Rob Toogood, owner of Fuel nightclub and concert venue, said: “We are really happy to be part of the festival. Good to be part of an event that brings national attention to what Cardiff’s music scene has to offer.

In the long term, Rob hopes the festival can bring people to places they don’t usually go.

“I hope the festival will shine a light on the less covered but still hugely popular parts of the local music scene,” he says.

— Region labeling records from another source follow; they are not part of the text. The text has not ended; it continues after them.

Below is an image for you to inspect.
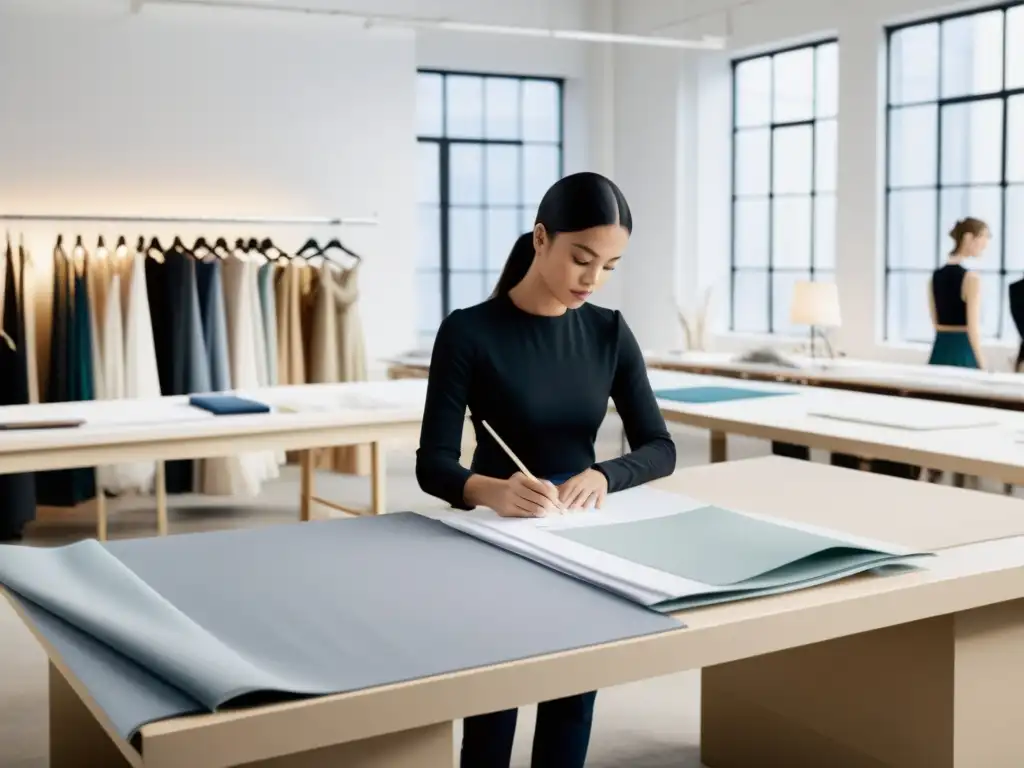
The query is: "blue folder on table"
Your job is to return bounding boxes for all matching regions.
[654,387,794,402]
[188,394,270,416]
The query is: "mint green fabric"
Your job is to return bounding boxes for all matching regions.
[551,507,891,589]
[654,387,794,402]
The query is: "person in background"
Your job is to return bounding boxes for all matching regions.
[928,216,990,485]
[928,216,989,369]
[416,173,676,768]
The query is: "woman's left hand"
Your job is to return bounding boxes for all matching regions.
[558,469,608,509]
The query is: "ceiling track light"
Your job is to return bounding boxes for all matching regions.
[138,0,726,50]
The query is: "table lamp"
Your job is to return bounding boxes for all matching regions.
[790,281,843,359]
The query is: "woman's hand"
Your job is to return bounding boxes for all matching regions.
[489,472,561,517]
[558,469,608,509]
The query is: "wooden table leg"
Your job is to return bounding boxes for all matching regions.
[299,449,313,522]
[710,432,729,464]
[49,664,130,768]
[370,442,387,515]
[93,467,106,542]
[153,461,167,536]
[700,600,1024,768]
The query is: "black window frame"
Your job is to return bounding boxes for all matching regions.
[729,35,840,335]
[882,0,1024,343]
[416,68,565,337]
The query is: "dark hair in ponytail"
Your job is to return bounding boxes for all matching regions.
[492,172,633,297]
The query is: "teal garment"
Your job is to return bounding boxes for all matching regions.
[928,331,978,368]
[654,387,793,402]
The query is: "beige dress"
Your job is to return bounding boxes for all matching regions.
[327,266,371,475]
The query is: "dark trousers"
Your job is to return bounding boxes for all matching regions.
[460,691,597,768]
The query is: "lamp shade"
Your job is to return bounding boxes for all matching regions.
[790,281,843,328]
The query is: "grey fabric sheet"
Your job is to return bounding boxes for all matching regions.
[0,513,683,738]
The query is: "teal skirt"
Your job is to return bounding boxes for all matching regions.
[928,331,978,368]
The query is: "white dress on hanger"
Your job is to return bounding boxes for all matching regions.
[203,252,280,497]
[104,253,161,494]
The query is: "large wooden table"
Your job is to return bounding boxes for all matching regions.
[12,457,1024,768]
[643,351,1024,411]
[0,382,423,540]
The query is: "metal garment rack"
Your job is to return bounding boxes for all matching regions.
[0,213,379,226]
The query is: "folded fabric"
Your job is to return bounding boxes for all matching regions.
[654,387,796,402]
[188,394,270,416]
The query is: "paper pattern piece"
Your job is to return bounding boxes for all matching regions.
[0,513,683,739]
[434,487,930,612]
[654,387,796,403]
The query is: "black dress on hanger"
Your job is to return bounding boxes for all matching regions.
[0,249,36,542]
[1009,280,1024,371]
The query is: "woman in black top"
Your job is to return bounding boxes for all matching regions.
[928,217,989,368]
[416,173,676,768]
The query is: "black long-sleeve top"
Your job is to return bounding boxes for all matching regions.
[416,296,676,509]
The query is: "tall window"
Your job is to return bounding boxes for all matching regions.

“The Manics playing Clwb are fantastic and it would be great to see this stuff more often; huge local bands playing in smaller venues.

For a venue, the Fringe offers the perfect opportunity to start fresh, bringing a new flavor to Cardiff’s music nightlife. Carpe Noctem opens its doors on Charles Street on Friday April 1, hosting the “Bitch, please!” launch event. Located on the site that once housed Minsky’s showbar, Carpe Noctem will provide a home for indie electronic music in the Welsh capital.

For music fans

It’s not just businesses that benefit. Cardiff’s thriving music scene is only possible thanks to a stalwart cohort of music lovers who support concerts organized by venues and promoters across the city.

Bill Cummings, editor of Cardiff-based new music webzine God Is In The TV, says the festival shines a spotlight on everything happening in Cardiff.

“I think the Fringe is inspired,” Cummings said.

“It unites different community groups. Big events are great and attract attention, but what happens when they leave? And that’s why the fringe event is great. It’s like a snowball.

“Bringing big names into small, beloved venues – having the Manics at Clwb – is like giving something back. Post Covid this helps sites as they have struggled for two years. It was difficult for many rooms to get back into the swing of things. It was hard.

“But Welsh music is really taking off again. There is a lot of exciting talent across different genres in Cardiff. You will hear the term Cool Cymru 2.0 but I don’t like that description. I think it’s the Welsh new wave. There are so many great things happening here.

Adwaith, who played Clwb Ifor Bach on Wednesday. Photo by p_a_h, licensed under CC BY 2.0

For artists

For singers and musicians already active in Cardiff’s music scene, the festival offers a chance to showcase their talents in front of potential new audiences.

Foxxglove, who plays Tiny Rebel on Friday April 1, said: “I think it’s going to be huge for Cardiff’s music scene and [will] spotlight the talent here. There’s such a variety of talent from all genres and walks of life and it’s truly inspiring to see.

As this is the first time the festival has come to Wales, a platform is offered, not only for Welsh artists, but also for Welsh-speaking artists, which Foxxglove says is important.

“I think it’s absolutely amazing how many Welsh/Welsh language artists are going to be playing ahead of the festival,” she said.

“It’s so lush to see Cardiff getting the recognition it deserves.”

After two years of concerts being cancelled, postponed and rescheduled – First Minister of Wales Mark Drakeford announced that all Covid restrictions in Wales ended on Monday March 28 – it is fair to say that the city is hungry to get back to its “boom, pre-Covid situation, sweating it out in tiny rooms and giant halls together.

“It’s great to see the live music scene coming back and thriving, it’s going to be great,” Foxxglove says.